And to be clear we explicitly aren't 5988 complaint because Kenneth decided he did not want to handle the case where one rel could have multiple links. There's an effort to add that to the requests-toolbelt though.

daftshady commented 8 years ago

This has already been fixed by https://github.com/kennethreitz/requests/pull/2271.

jayvdb commented 8 years ago

Indeed. I cant see any problems with the output using 2.11.1, with that website.

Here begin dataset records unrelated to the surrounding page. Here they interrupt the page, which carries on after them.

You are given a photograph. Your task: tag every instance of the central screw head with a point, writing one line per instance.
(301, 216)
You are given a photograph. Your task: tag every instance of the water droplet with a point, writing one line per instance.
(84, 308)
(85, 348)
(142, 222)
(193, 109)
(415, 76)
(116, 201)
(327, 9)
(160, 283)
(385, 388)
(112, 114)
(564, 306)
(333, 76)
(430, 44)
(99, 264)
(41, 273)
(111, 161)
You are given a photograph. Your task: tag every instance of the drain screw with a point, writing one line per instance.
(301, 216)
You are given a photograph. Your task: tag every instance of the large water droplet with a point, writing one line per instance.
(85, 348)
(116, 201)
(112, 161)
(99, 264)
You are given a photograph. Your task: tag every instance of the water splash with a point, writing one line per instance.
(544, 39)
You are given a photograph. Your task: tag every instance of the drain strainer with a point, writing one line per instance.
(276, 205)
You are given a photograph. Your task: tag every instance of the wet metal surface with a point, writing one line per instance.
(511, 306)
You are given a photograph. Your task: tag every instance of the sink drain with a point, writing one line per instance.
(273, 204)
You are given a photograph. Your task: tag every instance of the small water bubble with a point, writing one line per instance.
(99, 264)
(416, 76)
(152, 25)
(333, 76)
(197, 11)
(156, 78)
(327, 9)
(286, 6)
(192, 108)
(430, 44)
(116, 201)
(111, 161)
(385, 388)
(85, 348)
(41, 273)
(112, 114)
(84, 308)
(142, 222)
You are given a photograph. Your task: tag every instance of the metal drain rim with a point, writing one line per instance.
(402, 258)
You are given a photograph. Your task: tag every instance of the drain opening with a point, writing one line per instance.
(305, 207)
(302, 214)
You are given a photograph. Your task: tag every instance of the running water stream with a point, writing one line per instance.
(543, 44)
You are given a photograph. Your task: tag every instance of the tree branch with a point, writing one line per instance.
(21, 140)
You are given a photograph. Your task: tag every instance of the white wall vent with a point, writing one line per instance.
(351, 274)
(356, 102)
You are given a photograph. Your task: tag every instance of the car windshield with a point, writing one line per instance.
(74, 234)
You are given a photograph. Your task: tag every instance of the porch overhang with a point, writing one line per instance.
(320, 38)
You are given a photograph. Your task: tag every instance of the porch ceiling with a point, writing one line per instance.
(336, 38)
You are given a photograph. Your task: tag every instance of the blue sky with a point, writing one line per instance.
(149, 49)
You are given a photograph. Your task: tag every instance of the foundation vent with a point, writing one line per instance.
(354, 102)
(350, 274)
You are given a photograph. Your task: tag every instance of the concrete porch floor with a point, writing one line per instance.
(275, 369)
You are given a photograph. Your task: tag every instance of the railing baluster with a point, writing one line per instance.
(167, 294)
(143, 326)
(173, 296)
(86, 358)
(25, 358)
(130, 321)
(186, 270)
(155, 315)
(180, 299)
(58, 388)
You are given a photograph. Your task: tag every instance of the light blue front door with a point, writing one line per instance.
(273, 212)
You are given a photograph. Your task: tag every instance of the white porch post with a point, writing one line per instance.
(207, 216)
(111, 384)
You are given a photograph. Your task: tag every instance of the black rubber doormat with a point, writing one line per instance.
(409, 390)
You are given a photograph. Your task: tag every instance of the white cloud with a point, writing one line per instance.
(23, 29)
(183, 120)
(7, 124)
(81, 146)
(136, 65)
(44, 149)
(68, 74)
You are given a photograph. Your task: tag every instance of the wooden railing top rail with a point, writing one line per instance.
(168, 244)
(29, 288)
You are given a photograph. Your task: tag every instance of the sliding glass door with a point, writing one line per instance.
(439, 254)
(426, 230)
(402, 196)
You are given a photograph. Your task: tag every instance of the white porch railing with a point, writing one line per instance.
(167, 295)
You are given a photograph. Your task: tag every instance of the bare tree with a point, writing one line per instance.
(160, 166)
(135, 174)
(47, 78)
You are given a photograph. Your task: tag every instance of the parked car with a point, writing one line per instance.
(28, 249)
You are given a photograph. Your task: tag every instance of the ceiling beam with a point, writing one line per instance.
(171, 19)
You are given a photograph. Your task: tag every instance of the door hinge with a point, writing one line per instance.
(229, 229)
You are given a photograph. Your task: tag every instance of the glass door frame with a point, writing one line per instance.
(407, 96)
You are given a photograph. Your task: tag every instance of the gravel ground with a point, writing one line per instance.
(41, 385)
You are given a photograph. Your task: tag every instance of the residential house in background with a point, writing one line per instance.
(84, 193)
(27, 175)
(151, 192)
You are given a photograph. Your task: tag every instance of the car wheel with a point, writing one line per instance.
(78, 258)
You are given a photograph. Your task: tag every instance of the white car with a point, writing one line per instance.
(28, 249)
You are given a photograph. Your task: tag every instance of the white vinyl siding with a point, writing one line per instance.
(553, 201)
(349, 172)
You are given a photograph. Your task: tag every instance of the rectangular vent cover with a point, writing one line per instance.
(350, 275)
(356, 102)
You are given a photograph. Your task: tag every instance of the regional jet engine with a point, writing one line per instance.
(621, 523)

>>> import requests, pprint
>>> pp = pprint.PrettyPrinter(indent=4)
>>> requests.__version__
'2.11.1'
>>> r = requests.get('http://ws-dl-05.cs.odu.edu/demo/index.php/Tyrion_Lannister')
>>> pp.pprint(r.headers['link'])
('<http://ws-dl-05.cs.odu.edu/demo/index.php/Tyrion_Lannister>; rel="original '
 'latest-version",<http://ws-dl-05.cs.odu.edu/demo/index.php/Special:TimeGate/Tyrion_Lannister>; '
 'rel="timegate",<http://ws-dl-05.cs.odu.edu/demo/index.php/Special:TimeMap/Tyrion_Lannister>; '
 'rel="timemap"; type="application/link-format"; from="Mon, 23 Apr 2007 '
 '20:26:15 GMT"; until="Fri, 06 Sep 2013 17:19:06 '
 'GMT",<http://ws-dl-05.cs.odu.edu/demo/index.php?title=Tyrion_Lannister&oldid=1714>; '
 'rel="first memento"; datetime="Mon, 23 Apr 2007 20:26:15 '
 'GMT",<http://ws-dl-05.cs.odu.edu/demo/index.php?title=Tyrion_Lannister&oldid=107222>; '
 'rel="last memento"; datetime="Fri, 06 Sep 2013 17:19:06 GMT"')
>>> pp.pprint(r.links)
{   'first memento': {   'datetime': 'Mon, 23 Apr 2007 20:26:15 GMT',
                         'rel': 'first memento',
                         'url': 'http://ws-dl-05.cs.odu.edu/demo/index.php?title=Tyrion_Lannister&oldid=1714'},
    'last memento': {   'datetime': 'Fri, 06 Sep 2013 17:19:06 GMT',
                        'rel': 'last memento',
                        'url': 'http://ws-dl-05.cs.odu.edu/demo/index.php?title=Tyrion_Lannister&oldid=107222'},
    'original latest-version': {   'rel': 'original latest-version',
                                   'url': 'http://ws-dl-05.cs.odu.edu/demo/index.php/Tyrion_Lannister'},
    'timegate': {   'rel': 'timegate',
                    'url': 'http://ws-dl-05.cs.odu.edu/demo/index.php/Special:TimeGate/Tyrion_Lannister'},
    'timemap': {   'from': 'Mon, 23 Apr 2007 20:26:15 GMT',
                   'rel': 'timemap',
                   'type': 'application/link-format',
                   'until': 'Fri, 06 Sep 2013 17:19:06 GMT',
                   'url': 'http://ws-dl-05.cs.odu.edu/demo/index.php/Special:TimeMap/Tyrion_Lannister'}}

@shawnmjones, maybe there are other websites to test with for compliance?